After the death of Tim Russert of NBC News, ABC News anchor George Stephanopoulos was featured in a radio PSA campaign across the ABC radio network, and NBC News anchor Tom Brokaw was featured in a similar PSA on the NBC network and on local NBC affiliates. In addition, four major airlines partnered with SCAA to address the topic of sudden cardiac arrest in their in-flight magazines, according to Chiames.

The media and communications efforts are supplemented by SCAA’s network of chapters and affiliates. In less than 18 months, SCAA has chartered nearly 40 local organizations whose volunteers work at the grassroots level to help spread the word on SCA risk factors and the need for better emergency response such as CPR and automated external defibrillators (AEDs).

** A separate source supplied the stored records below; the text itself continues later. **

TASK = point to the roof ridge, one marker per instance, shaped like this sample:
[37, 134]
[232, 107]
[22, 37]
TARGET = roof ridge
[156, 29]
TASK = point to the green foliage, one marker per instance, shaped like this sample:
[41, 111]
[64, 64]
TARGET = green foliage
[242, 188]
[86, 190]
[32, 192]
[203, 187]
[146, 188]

Nurses and physicians at hospitals such as Winthrop University Hospital on Long Island, Mount Sinai Hospital in Manhattan, George Washington University Hospital in Washington, D.C., Scripps Medical Center in San Diego, University of Pittsburgh Medical Center, Mary Washington Hospital in Fredericksburg, Va., and Suburban Hospital in Bethesda, Md., are working with SCAA and have developed local chapters to involve their patients and staff. 

“By taking the traditional support group function and building it into a community education forum, we hope to involve more patients who can help us reach more people,” said Chiames. “In addition, patients are extremely flattered when their physicians ask them for help in a community education initiative. You involve many more people and make an impact.”